Les enterrements des tsars, à cette époque, n'étaient pas différents des enterrements des gens simples, si ce n'est qu'ils étaient plus solennels et coûtaient plus cher. Pierre le Grand, dernier tsar du Tsarat de Russie et premier empereur de l'Empire russe, qui a déplacé la capitale à Saint-Pétersbourg, a rompu la tradition. Mais avant « d'assister » aux funérailles de Pierre le Grand, voyons quelles étaient auparavant les traditions funéraires.
Comment étaient les funérailles des tsars avant le temps de Pierre Ier ?
La première chose à faire après la mort du tsar était de régler la question de la succession. Ainsi, après la mort du Grand Prince de Moscou Vassili III, les boyards ont d'abord juré fidélité à son fils le prince Ivan et à sa femme Hélène Glinskaïa, et c'est seulement après que les préparatifs pour l'enterrement ont commencé.

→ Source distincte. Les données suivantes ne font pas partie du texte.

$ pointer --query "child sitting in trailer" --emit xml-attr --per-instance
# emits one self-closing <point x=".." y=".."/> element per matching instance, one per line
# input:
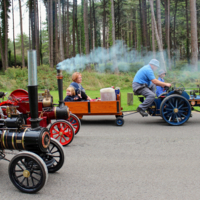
<point x="159" y="89"/>
<point x="71" y="96"/>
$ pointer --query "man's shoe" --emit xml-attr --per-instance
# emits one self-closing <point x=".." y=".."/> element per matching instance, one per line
<point x="142" y="112"/>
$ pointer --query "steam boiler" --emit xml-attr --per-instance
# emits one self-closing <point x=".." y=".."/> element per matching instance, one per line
<point x="66" y="124"/>
<point x="39" y="154"/>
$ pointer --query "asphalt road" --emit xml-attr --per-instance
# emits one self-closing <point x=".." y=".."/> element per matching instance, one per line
<point x="145" y="159"/>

Jusqu'au XVIIe siècle, on enterrait les tsars (ainsi que tous les défunts) le lendemain de leur mort, ou le jour-même s'ils étaient décédés le matin, pour des raisons évidentes : sans réfrigérateur ni techniques d'embaumement, le corps devait être enterré avant qu'il ne se décompose. Toute la procédure se déroulait donc assez rapidement.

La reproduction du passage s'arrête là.